Tuesday, February 22, 2011

A taste of Cumbria




To West Cumbria, to visit family.  First, to Carlisle, and more wonderful Georgian houses.  Here a whole street with perfectly preserved fan-lights and door pilasters.  I particularly love the chequered brickwork - and the way the car matches the door!  However, though this looks smart as paint, the street adjoins one of those seriously run-down areas that blight northern towns.


Visiting Linton Tweeds, I find myself drawn to this graphic black and white weave - suggestive of high-rise blocks.  I am also drawn to the two for one offer on skirt lengths.  That is two different metres of tweed for fifteen pounds.  Linton have an interesting  client base, having supplied Chanel herself.  Check them out at Linton on-line

Then to Maryport, where my mother has lived for many years in a nursing-home.  A view first of Mote Hill with the flood plain awash and then of the harbour from Mote Hill.  Ancient peoples used the hill as a strategic lookout over the River Ellen, long before the arrival of the Romans. 



These views show the tide in and high water.  It is quite a different scene at low water, with acres of mud.

Some ten miles north of Maryport is Beckfoot, where I took my shore walk.  Looking north, an uninterrupted view of the Solway, with not another person in sight.


Amazingly, Enid from Wigan left a comment to say that she knew my mother's expression - "like a padding-can,"  for an untidy room.  I am fascinated by the incidence of very broad Cumbrian - for example, a checkout girl using "Yan" for "one" to another worker.  I do feel the curators of the British Library exhibition might easily have located some more vivid samples by not interviewing the people, but by eavesdropping on conversations between native speakers.   Another common Cumbrian expression: "clarty" -  sticky.

Some knitting:  a little hat in J&S jumper-weight, owing something to Kate Davies' most recent design, largely because I was in Cumbria and my reference book in Essex.  It fits me, but again suggests a swimming hat more than anything.
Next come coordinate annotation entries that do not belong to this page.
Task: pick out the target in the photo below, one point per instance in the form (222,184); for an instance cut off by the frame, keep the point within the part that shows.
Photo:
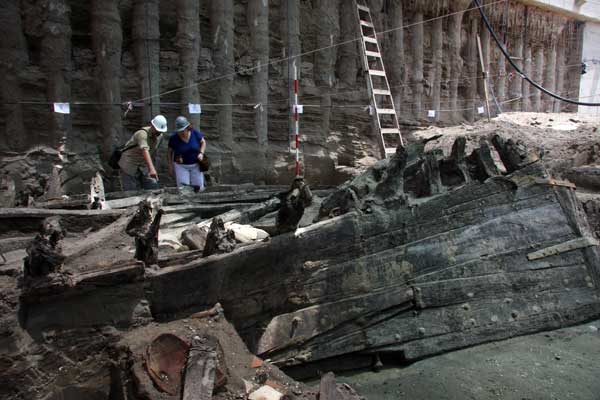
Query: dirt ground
(562,364)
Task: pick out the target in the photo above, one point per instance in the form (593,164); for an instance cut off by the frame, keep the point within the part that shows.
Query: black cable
(519,71)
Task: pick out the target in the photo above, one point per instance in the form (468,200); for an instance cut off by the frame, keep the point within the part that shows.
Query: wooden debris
(194,238)
(292,206)
(514,155)
(44,254)
(200,369)
(256,362)
(144,227)
(7,191)
(97,196)
(327,387)
(214,311)
(165,359)
(265,393)
(219,240)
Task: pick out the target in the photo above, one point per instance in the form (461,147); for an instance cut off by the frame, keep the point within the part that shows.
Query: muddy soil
(562,364)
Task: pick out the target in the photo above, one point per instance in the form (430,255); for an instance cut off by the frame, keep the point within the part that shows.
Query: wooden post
(485,88)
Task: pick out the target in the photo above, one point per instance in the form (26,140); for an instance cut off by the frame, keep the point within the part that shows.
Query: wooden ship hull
(481,258)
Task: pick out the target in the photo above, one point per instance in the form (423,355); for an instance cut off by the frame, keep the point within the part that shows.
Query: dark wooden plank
(328,387)
(200,369)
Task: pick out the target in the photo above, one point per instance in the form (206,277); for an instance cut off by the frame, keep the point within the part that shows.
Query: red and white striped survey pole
(296,121)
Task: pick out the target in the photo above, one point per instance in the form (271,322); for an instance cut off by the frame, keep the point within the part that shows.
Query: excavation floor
(562,364)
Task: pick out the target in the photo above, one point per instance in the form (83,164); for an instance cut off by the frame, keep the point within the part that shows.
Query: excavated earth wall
(111,52)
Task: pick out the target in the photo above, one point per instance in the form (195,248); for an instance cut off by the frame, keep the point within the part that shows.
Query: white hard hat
(159,123)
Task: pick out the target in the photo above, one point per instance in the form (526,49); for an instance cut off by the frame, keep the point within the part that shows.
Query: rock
(265,393)
(44,254)
(246,233)
(194,238)
(7,192)
(219,240)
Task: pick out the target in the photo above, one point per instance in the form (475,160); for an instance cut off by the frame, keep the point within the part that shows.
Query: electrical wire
(519,71)
(245,70)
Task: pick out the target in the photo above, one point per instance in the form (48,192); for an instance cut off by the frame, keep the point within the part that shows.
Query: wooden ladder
(382,102)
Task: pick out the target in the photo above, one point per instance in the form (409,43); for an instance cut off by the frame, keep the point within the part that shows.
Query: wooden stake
(485,82)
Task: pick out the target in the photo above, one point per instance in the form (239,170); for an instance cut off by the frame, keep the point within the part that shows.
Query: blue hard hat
(181,123)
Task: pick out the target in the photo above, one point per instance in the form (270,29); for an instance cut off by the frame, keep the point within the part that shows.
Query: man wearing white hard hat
(137,166)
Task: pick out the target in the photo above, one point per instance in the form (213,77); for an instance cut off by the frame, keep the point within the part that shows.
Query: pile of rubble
(423,253)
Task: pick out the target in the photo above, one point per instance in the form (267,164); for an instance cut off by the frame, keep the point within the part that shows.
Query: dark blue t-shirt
(188,151)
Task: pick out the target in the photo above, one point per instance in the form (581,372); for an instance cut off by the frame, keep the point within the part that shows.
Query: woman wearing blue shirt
(186,148)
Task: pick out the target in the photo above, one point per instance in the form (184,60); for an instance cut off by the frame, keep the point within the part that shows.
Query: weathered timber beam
(188,43)
(221,22)
(258,21)
(13,56)
(200,369)
(107,40)
(146,46)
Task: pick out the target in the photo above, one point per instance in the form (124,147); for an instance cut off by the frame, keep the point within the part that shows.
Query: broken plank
(564,247)
(300,326)
(328,387)
(200,369)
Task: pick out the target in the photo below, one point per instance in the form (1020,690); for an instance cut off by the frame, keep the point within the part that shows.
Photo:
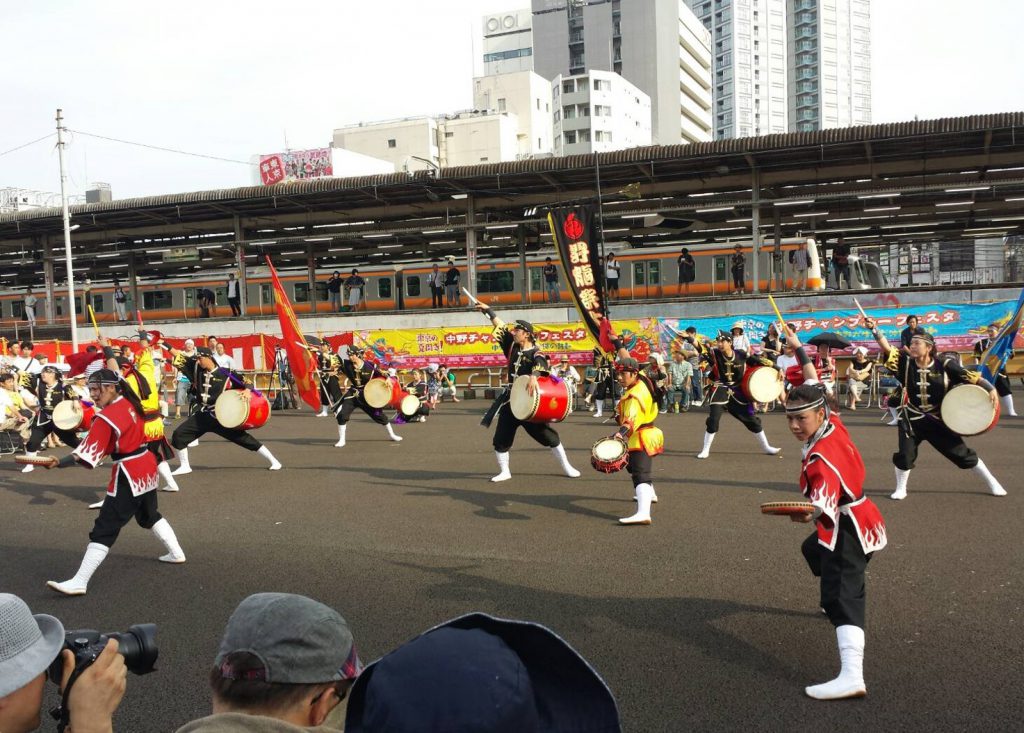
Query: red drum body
(966,410)
(383,392)
(761,384)
(235,412)
(549,404)
(609,455)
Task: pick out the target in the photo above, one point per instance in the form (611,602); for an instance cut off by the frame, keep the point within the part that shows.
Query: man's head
(284,656)
(28,645)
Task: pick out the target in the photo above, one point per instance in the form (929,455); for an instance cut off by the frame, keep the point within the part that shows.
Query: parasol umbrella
(833,341)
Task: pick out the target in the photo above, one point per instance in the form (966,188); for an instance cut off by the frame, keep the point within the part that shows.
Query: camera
(137,646)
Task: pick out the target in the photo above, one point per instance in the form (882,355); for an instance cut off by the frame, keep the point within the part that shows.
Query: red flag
(295,344)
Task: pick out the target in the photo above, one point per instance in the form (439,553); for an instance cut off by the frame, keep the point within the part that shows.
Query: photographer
(29,644)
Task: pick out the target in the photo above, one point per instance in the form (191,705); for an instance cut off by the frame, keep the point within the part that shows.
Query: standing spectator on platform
(436,282)
(551,281)
(120,302)
(453,277)
(233,297)
(687,270)
(334,291)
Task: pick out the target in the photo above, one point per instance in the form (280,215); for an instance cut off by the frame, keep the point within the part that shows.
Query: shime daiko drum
(550,403)
(233,411)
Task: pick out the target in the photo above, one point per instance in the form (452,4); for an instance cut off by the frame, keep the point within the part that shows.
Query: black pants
(842,573)
(39,433)
(740,411)
(508,424)
(201,423)
(942,439)
(119,510)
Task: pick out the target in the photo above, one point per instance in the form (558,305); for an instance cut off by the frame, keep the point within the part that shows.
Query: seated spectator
(285,662)
(477,673)
(29,644)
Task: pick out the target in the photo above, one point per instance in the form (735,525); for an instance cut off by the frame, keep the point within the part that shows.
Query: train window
(157,300)
(496,282)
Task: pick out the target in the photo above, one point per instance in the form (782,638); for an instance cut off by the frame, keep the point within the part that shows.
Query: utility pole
(67,218)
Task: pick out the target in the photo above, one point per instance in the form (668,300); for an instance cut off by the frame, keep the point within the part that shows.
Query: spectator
(551,281)
(354,284)
(482,674)
(233,295)
(29,644)
(334,291)
(687,270)
(436,282)
(452,279)
(285,662)
(680,382)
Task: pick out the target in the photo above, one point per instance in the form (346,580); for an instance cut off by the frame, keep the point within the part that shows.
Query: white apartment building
(750,50)
(829,63)
(654,44)
(599,112)
(508,42)
(525,95)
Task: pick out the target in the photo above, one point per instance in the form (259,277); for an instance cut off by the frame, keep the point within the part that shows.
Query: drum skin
(549,404)
(235,412)
(967,410)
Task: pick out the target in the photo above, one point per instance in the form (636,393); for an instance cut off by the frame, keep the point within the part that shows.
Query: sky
(237,79)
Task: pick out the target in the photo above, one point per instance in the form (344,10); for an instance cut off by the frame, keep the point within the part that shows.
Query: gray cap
(298,640)
(28,643)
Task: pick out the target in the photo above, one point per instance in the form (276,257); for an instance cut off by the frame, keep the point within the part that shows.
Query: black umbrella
(833,341)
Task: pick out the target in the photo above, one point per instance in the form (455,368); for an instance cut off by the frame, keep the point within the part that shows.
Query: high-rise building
(829,63)
(654,44)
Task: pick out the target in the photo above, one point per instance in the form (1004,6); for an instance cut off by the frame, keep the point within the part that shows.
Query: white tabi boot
(763,442)
(645,494)
(503,468)
(850,682)
(164,469)
(183,465)
(901,479)
(706,450)
(94,555)
(265,453)
(559,453)
(166,535)
(993,485)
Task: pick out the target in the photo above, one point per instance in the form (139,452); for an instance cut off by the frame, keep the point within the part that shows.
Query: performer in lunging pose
(208,381)
(118,432)
(524,357)
(850,527)
(727,367)
(926,379)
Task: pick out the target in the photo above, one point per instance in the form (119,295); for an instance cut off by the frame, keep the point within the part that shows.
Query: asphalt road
(707,619)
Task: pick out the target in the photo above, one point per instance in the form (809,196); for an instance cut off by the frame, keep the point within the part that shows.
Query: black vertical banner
(576,234)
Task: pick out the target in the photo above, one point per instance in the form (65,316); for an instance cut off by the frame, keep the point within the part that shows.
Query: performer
(727,368)
(524,357)
(849,525)
(1001,380)
(357,371)
(926,380)
(118,432)
(208,381)
(51,391)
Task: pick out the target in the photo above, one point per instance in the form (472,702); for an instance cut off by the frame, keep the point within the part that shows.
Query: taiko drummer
(208,382)
(927,379)
(524,357)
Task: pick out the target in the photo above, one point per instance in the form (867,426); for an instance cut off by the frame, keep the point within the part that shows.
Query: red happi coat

Finally, this week's culinary offering.  I like nothing better than to go into my kitchen and  put together something tasty from almost nothing.  This is what comes of combining two stale hot cross buns, buttered and lightly spread with orange marmalade, with two eggs beaten with a little milk and sugar.  Baked for about 35 minutes, it rises to a light, orange flavoured pudding, which is lovely with a blob of vanilla ice-cream.



2 comments:

Mary Lou said...

That tweed is gorgeous. At first glance, I thought it was the seriously run down area! And I also love to cook with whatever is there. I did a hash last night, not nearly as delicious as that dessert looks. I have half a jar of rather too sweet orange marmalade...

frayedattheedge said...

Malcolm (from Northumberland) uses the word clart to mean muddy. The tweeds are lovely. I like your hat, and yes, I can see Kate's influence in the design!!